We also confirmed the limitations of KRAS^G12Ci monotherapy and indicated that the abundance of lncRNAs, including ST8SIA6-AS1 we investigated in our research, may help to predict the therapeutic outcome of KRAS^G12Ci in clinical trials. ST8SIA6-AS1, also known as APAL, has been identified to specifically and directly interact with Aurora A and PLK1, facilitating PLK1 phosphorylation and activation [41]. It has been shown that ST8SIA6-AS1 overexpression is observed in human breast and liver cancers, and positively correlated with poor prognosis [63, 64]. Silencing of ST8SIA6-AS1 disrupted cell cycle process, tumor growth and metastasis [65,66,67]. We substantially extended these earlier observations in cancer scope and mechanistically demonstrated the function and mechanism of ST8SIA6-AS1 in the proliferation and chemoresistance of KRAS^G12C-mutant cancers.
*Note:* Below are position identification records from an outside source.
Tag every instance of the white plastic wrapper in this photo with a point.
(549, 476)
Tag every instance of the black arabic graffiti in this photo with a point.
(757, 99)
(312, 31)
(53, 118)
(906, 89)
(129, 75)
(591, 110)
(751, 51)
ST8SIA6-AS1 is characterized as a driver of both intrinsic and acquired resistance to KRAS^G12Ci via PLK1 activation and c-Myc stabilization. Its expression is more abundant in tumor tissues from PAAD, CRC and NSCLC cancer patients than reciprocally normal tissues. ST8SIA6-AS1 depletion repressed the phosphorylation and activation of PLK1 and Aurora A, leading to G2/M phase arrest, chromosome abnormality and cell apoptosis. The siRNAs targeting ST8SIA6-AS1 portrayed a more remarkable antitumor effect in the resistant mouse model when combined with KRAS^G12Ci. Therefore, when determining the treatment of cancers bearing KRAS^G12C-mutation, the evaluation of ST8SIA6-AS1 level is advised to select patients who will be more likely to benefit from KRAS^G12Ci therapy.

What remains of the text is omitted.